New York City Mayor Bill de Blasio is wasting no time fulfilling a campaign promise to effectively stop charter school growth. Through new Schools Chancellor Carmen Farina, de Blasio is working to end charter school co-location policies and rent-free accommodations.

Farina makes two cases for ending the charter school co-location and rent-free practices. First, she argues that public schools need the space that charter are currently occupying free of rent. Second, she argues that removing charter schools from co-locating in public school buildings will also help free up space for de Blasio's proposed pre-kindergarten initiative.

As the New York Post argues out in an opinion article, these justifications are not the real motivation for dismantling New York City's charter school network. Rather, these power plays are about the unionized public schools versus the non-unionized charter schools:

New York City's seemingly endless charter-school debate has nothing to do with rental income - or even money, except tactically.
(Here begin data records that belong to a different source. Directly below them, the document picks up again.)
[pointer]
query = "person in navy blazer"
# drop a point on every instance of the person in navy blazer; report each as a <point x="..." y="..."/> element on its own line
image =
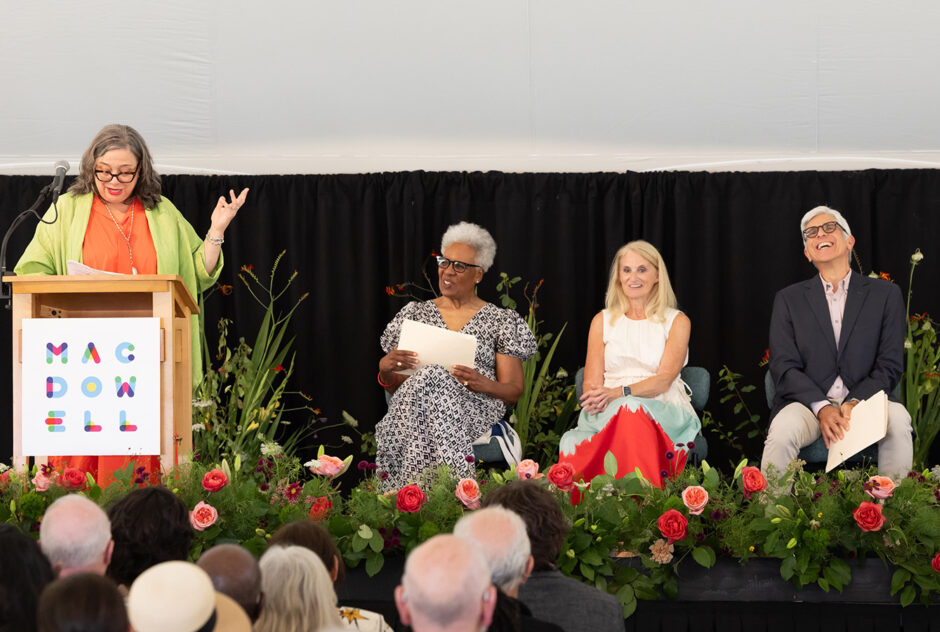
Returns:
<point x="835" y="339"/>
Intrinsically, it has very little to do with classroom space, either.

It's about the fact that most charter schools aren't unionized, and that more often than not they work - embarrassing the unionists.

This makes them an existential threat to the perceived best interests of the United Federation of Teachers, which involve the jobs, pay and perks of its members - and never mind the kids. Now the union is calling the public-education shots, and it has decreed that the charter baby be drowned in the bathtub - and, again, never mind the kids.